TBMM Başkanı Cemil Çiçek, Eski İçişleri Bakanı Abdülkadir Aksu, Kırşehir AKP Milletvekili Abdullah Çalışkan, Sayıştay Başkanı Recai Akyel, Kırşehir Valisi Özdemir Çakacak ve Milli Eğitim Müsteşar Yardımcısı Salih Çelik Kırşehirli Dernekler Federasyonunca Swiss Otelde düzenlenen iftar programına katıldı.
TBMM Başkanı Cemil Çiçek iftar programında yaptığı konuşmada Ramazanın sıradan bir ay olmadığını dile getiren Çiçek, \’\’Ramazan ayı vesilesiyle dostluğumuzu kuvvetlendiriyoruz, birliğimizi, dirliğimizi kuvvetlendiriyoruz. Buna her geçen gün daha fazla ihtiyacımız var, kardeşliğimizi pekiştiriyoruz, insan olduğumuzu daha çok hatırlıyoruz. İnsan olarak da insana insanlara, insanlığımıza karşı da sorumluluğumuzu hatırlıyoruz\’\’ ifadesini kullandı.
Üzerinde yaşanılan coğrafyanın, ebedi vatanın birçok nimeti, güzellikleri ve özellikleri barındırmasına rağmen, aynı zamanda birçok belayı da çevresinde taşıdığını anlatan Çiçek, bu coğrafyada varlık sürdürmenin yolunun bir ve beraber olmaktan, birliği ve dirliği korumaktan geçtiğini söyledi.

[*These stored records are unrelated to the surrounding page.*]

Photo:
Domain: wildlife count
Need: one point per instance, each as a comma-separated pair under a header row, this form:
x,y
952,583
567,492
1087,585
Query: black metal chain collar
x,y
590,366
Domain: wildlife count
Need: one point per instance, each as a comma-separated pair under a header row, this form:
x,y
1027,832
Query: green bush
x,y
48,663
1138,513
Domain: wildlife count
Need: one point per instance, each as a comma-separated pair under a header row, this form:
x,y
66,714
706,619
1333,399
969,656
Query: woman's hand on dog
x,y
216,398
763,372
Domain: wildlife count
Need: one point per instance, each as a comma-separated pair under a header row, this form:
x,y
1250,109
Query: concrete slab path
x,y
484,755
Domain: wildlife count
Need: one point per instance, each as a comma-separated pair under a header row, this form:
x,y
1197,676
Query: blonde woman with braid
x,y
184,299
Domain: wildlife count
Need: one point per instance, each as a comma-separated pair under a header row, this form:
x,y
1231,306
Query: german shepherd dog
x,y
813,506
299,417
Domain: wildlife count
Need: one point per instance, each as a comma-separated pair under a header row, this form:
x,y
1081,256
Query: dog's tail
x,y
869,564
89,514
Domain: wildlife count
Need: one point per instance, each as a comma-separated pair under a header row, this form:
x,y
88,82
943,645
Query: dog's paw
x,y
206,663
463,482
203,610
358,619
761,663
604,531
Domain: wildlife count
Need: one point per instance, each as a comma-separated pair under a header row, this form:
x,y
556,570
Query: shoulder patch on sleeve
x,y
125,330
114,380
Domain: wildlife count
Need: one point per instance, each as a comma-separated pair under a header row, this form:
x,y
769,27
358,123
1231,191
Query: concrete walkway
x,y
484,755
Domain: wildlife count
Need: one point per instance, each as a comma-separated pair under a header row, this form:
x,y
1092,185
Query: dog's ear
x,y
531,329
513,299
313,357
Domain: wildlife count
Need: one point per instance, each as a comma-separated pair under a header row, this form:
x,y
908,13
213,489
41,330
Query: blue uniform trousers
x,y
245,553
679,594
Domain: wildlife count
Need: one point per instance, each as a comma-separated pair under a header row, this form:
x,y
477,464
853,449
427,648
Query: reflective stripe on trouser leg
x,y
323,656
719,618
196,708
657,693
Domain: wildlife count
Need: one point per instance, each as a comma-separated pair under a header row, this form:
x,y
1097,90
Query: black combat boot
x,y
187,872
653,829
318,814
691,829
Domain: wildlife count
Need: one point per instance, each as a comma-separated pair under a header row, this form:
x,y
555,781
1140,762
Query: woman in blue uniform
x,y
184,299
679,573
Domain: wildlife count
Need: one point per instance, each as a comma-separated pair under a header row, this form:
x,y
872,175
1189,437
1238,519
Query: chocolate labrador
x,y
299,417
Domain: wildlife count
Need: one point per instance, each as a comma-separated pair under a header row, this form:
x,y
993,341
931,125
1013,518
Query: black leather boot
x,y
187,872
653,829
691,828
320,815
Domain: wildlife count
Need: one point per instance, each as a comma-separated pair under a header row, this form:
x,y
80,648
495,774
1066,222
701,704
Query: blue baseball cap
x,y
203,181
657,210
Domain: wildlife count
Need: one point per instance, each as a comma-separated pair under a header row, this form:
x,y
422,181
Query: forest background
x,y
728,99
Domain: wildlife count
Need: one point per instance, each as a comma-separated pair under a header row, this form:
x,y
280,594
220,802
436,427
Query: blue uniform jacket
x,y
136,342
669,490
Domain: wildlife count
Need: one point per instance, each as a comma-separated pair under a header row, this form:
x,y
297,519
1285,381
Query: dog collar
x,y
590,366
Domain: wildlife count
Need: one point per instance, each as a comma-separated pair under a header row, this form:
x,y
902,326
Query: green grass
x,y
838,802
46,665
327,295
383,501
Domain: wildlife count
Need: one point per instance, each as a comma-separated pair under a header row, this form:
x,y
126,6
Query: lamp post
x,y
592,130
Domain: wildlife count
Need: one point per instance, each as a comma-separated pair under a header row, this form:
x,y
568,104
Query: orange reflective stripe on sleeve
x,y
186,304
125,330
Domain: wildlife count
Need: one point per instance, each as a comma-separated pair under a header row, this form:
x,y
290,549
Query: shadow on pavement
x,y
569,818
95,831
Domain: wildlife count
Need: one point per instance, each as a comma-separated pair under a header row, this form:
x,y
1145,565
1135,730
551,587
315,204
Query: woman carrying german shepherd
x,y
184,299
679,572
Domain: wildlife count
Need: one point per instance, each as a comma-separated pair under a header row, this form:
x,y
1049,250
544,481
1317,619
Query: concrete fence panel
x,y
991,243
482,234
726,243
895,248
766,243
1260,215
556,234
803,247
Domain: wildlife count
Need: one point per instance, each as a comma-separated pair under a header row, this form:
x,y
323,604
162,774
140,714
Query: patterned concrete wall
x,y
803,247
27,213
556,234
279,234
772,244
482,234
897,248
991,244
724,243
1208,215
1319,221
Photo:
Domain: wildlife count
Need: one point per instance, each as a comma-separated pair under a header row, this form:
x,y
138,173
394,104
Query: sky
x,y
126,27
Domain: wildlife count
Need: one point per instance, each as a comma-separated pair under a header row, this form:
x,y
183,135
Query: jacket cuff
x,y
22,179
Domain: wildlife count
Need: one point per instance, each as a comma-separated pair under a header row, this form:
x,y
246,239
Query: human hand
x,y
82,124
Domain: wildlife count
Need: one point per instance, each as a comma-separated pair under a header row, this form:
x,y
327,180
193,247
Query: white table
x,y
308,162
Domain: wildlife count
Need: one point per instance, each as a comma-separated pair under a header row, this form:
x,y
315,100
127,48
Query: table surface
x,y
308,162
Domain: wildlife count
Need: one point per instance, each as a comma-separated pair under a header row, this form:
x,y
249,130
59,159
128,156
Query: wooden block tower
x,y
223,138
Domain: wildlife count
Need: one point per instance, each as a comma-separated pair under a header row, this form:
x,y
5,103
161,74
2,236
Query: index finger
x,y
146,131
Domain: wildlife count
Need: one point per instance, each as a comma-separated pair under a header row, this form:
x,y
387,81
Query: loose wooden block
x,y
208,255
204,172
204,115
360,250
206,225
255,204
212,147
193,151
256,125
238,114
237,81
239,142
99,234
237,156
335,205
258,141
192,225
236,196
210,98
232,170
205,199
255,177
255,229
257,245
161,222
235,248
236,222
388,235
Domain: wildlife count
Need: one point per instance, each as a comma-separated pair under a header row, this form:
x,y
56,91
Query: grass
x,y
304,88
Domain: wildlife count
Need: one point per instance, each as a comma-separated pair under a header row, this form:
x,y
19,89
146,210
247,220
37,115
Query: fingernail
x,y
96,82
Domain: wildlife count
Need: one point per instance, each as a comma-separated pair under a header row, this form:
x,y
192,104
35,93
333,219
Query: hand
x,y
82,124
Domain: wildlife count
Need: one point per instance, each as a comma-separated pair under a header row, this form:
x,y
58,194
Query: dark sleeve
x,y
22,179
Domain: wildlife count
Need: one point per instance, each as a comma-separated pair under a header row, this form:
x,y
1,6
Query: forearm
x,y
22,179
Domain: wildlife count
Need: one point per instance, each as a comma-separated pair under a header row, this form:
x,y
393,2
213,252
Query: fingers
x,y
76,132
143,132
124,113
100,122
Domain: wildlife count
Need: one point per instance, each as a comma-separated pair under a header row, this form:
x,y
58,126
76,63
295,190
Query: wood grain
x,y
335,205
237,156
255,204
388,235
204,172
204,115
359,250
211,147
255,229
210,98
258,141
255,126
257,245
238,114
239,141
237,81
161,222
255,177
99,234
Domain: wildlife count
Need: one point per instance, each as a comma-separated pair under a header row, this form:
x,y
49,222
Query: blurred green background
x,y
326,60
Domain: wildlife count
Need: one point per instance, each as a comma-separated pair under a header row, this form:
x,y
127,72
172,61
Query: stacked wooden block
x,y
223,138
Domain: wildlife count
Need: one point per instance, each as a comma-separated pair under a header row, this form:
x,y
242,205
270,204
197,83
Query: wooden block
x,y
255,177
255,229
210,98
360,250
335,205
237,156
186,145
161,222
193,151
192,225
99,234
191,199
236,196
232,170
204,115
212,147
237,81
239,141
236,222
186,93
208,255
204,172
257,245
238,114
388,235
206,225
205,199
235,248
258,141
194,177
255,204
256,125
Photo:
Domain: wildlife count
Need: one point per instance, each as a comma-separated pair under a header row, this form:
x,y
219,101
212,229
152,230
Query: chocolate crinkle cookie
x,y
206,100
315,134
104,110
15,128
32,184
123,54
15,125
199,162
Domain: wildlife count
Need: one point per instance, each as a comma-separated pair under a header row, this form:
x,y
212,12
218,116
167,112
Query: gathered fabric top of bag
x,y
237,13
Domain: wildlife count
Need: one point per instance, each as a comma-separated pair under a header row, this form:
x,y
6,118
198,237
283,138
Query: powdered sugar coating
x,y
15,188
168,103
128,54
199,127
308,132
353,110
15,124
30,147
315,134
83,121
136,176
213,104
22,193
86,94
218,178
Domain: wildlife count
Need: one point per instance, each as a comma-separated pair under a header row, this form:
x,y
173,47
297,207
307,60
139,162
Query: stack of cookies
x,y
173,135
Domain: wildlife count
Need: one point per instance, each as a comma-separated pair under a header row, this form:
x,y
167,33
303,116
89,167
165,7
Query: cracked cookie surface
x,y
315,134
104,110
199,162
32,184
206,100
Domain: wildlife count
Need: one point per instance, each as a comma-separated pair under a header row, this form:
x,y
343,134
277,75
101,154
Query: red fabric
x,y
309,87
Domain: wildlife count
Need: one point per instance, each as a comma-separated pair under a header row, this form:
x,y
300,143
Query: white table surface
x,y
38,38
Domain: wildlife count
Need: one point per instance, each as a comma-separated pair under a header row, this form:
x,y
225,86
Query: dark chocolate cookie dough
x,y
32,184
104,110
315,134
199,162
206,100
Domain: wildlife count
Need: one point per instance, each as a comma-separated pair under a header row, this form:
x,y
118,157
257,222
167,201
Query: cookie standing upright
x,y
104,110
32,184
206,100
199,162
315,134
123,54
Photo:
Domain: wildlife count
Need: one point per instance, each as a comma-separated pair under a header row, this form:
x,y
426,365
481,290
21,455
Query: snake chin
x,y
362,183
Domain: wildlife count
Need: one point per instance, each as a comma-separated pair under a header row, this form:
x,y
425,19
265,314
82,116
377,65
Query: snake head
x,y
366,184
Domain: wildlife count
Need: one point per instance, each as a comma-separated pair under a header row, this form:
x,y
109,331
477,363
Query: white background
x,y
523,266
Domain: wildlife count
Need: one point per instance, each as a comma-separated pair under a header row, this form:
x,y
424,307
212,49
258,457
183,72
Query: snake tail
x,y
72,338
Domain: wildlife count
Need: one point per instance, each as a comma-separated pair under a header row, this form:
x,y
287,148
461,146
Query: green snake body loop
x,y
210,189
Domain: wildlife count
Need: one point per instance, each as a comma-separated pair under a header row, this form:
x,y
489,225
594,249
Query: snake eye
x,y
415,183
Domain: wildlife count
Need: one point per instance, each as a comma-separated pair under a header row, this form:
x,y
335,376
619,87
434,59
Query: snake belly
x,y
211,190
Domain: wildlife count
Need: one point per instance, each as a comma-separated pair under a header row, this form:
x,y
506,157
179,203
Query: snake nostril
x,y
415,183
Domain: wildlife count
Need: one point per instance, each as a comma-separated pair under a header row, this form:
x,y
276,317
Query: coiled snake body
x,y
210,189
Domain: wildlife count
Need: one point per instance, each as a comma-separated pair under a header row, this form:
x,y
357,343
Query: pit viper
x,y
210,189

Ramazan ayının da bu birliğin, kardeşliğin tesisinden çok önemli bir atmosfer ve iklim oluşturduğuna değinen Çiçek, şöyle devam etti:
\’\’Bu ramazan aylarında doya doya yaşamaya çalıştığımız huzuru, barışı, birliği, kardeşliği hep beraber bir ramazan atmosferi içinde bir yıl sürdürsek, yani bayramın ertesi günü tekrar eski halimize dönmesek de şu kardeşlik havasını bir yıl Türkiye\’de sürdürebilsek, Türkiye en az 25 yıl mesafe kazanır. Bu, bu kadar önemlidir. Türkiye\’nin en çok da buna ihtiyacı var. Elbetteki bir ülkenin, bir devletin birçok şeye ihtiyacı var ama bu coğrafyada en fazla ihtiyaç duyduğumuz şey huzurdur, barıştır, kardeşliktir. Bu, o kadar önemli olduğu içindir ki bütün şer odakları da birliğimizi bozmaya, dirliğimizi azdırmaya, kardeşliğimizi sulandırmaya, aramıza fitne sokmaya çalışıyor. Onun için diyorum ki ramazanla elde ettiğimiz bu güzellikleri bayram sonrasında bir yıl sürdürebilirsek, Türkiye bugün şikayet ettiği, konuştuğu birçok sorunu geri bırakacak, birçok sorunu aşmada çok önemli bir imkan elde etmiş olacak. Belki bu kadar da sorunları çözmede de bedel ödememiş olacağız. \’\’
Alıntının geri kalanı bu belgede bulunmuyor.